# Serviced Apartments in Dubai



## R_Smithy (Jun 13, 2010)

Got to say this is a great froum for people moving to Dubai. I am looking for a serviced Apartment in Bur Dubai area when I arrive. Only requirement is theres basic cooking facilities and high speed internet. I am looking to pay for each month stay at a time as this will only be for the short term until I find something more permanent. Any suggestions would be appreciated.


----------



## rsinner (Feb 3, 2009)

not sure if you would be able to get good net speeds in any hotel apartment here
In Bur Dubai, there are quite a few hotel partments. I stayed in Golden Sands for a few weeks, but the net speed was worse than crap


----------



## BerndinDubai (Jan 8, 2010)

There are many in Bur Dubai and Deira with reasonable internet speed. Check out booking.com for "Dubai" and use the filter "apartments". The rates are very low at the moment because it is soooooooooooooo hot!


----------



## chay14ph (Nov 3, 2008)

Hello, here are some hotel apartment in burdubai where some of our guests stayed.
Just google to see their website as im not allowed to post the link.
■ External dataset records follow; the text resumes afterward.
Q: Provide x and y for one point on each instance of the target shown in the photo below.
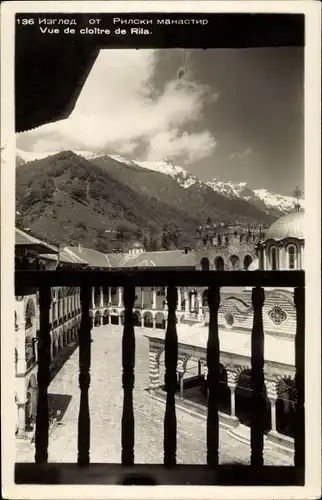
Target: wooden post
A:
(43, 378)
(128, 363)
(299, 437)
(171, 360)
(84, 377)
(213, 377)
(257, 377)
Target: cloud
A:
(117, 113)
(244, 153)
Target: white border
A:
(312, 11)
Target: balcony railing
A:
(169, 472)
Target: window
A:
(247, 262)
(273, 258)
(204, 264)
(291, 252)
(219, 264)
(229, 320)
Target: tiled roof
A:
(25, 239)
(171, 258)
(72, 257)
(276, 349)
(65, 257)
(92, 257)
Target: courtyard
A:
(106, 399)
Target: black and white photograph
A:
(160, 249)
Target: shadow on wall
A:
(57, 405)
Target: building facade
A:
(224, 247)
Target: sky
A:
(233, 114)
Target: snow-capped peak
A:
(263, 199)
(229, 187)
(284, 203)
(167, 167)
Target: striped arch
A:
(288, 296)
(184, 360)
(236, 302)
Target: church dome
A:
(288, 226)
(254, 266)
(136, 244)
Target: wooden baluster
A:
(43, 377)
(299, 435)
(84, 377)
(128, 363)
(170, 379)
(213, 377)
(257, 378)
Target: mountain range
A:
(89, 198)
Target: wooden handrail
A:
(159, 277)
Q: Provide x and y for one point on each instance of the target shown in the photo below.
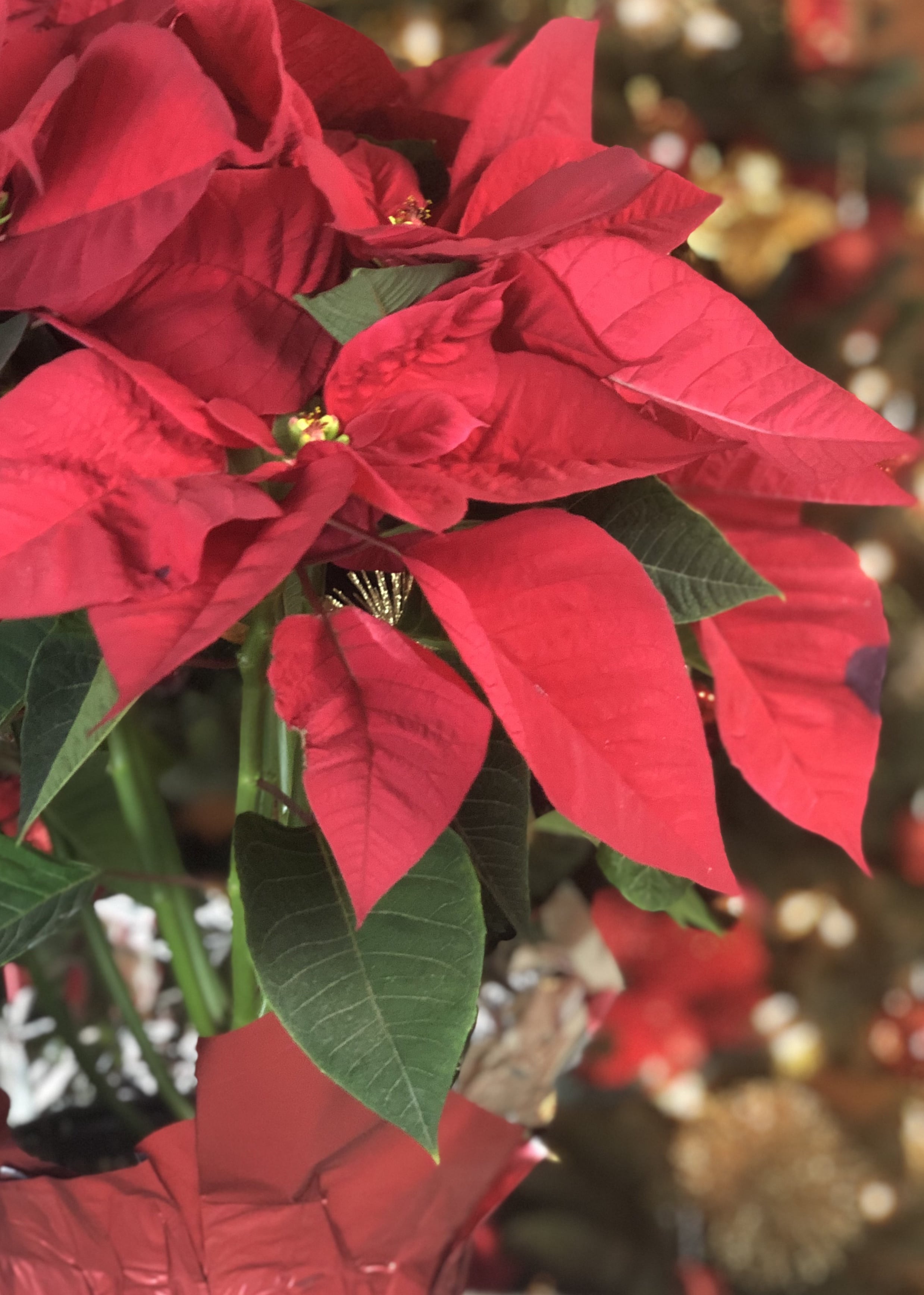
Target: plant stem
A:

1.) Ramee HOtel Apartment 2 - Tel no. 04-355 3344


2.) Pearl Residence Hotel - tel no. 04-355 8111

3.) Premier Hotel Apt.- tel no. 04-359 9545

4.) Golden Sands 5 - tel no. 04-355 55 53

5.) London Creek Hotel - tel no. 04-355 5444


----------



## rsinner (Feb 3, 2009)

chay14ph said:


> Hello, here are some hotel apartment in burdubai where some of our guests stayed.
> Just google to see their website as im not allowed to post the link.
> 
> 1.) Ramee HOtel Apartment 2 - Tel no. 04-355 3344
> ...


I stayed in Golden Sands 5. One single 256 or 512 kbps internet connection *for all* the guests (from their rooms - not sure if the business center connection was faster)


----------



## R_Smithy (Jun 13, 2010)

Thanks for all your replies. I will spend sometime on the internet searching through the recommendations. If anyone else has any other suggestions please post.


----------